Vector Databases in Production: pgvector, Semantic Search, and When It Actually Matters
Embeddings and vector search are the engine behind every serious AI feature in 2025: semantic search that understands intent rather than keywords, RAG systems that ground LLM responses in your data, recommendation engines that find "similar items" without hand-crafted rules, and duplicate detection that catches near-identical content.
Before choosing infrastructure, you need to know when vector search actually outperforms keyword search - because "keywords vs. semantics" is not a binary. Most production systems that work well use both.
When semantic search genuinely wins
Keyword search (BM25, full-text) wins when:
- Users know the exact terminology (internal tools, technical documentation)
- Queries are short and specific ("iPhone 14 case black")
- Typo correction and fuzzy matching cover most misses
- You can control the vocabulary (product catalog with known attributes)
Vector search wins when:
- Users describe what they want in natural language ("something for back pain when sitting at a desk")
- Synonyms and paraphrases matter ("couch" vs "sofa", "heart attack" vs "myocardial infarction")
- Cross-lingual search (query in Russian, find English documents)
- Conceptual similarity matters ("articles about managing remote teams" finds leadership content, not just articles containing "remote")
- Zero-shot new queries that keyword search has never seen
The honest answer for most apps: hybrid search. Vector search for conceptual relevance, keyword search for exact matches and terminology, combined via Reciprocal Rank Fusion (RRF). Start with keyword.
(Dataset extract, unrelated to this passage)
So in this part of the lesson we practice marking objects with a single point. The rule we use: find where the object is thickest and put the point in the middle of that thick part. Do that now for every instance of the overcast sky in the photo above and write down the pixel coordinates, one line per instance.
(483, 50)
Add vector when you see evidence that conceptual retrieval would improve results.
pgvector: the right choice for most teams
Unless you have millions of vectors or need sub-10ms latency at large scale, pgvector in PostgreSQL beats a dedicated vector database for most production applications.
Advantages:
- Same database you already have - no new infrastructure
- ACID transactions across vector and relational data
- SQL joins between vectors and your business data
- Existing backup, monitoring, and ops practices apply
- Free (not an API cost per query)
-- Enable pgvector
CREATE EXTENSION IF NOT EXISTS vector;
-- Table with embedding column
CREATE TABLE documents (
id UUID PRIMARY KEY DEFAULT gen_random_uuid(),
content TEXT NOT NULL,
metadata JSONB,
embedding vector(1536), -- OpenAI text-embedding-3-small = 1536 dimensions
created_at TIMESTAMPTZ DEFAULT NOW()
);
-- Index for fast similarity search
-- HNSW: faster queries, more memory; IVFFlat: less memory, slower to build
CREATE INDEX ON documents USING hnsw (embedding vector_cosine_ops)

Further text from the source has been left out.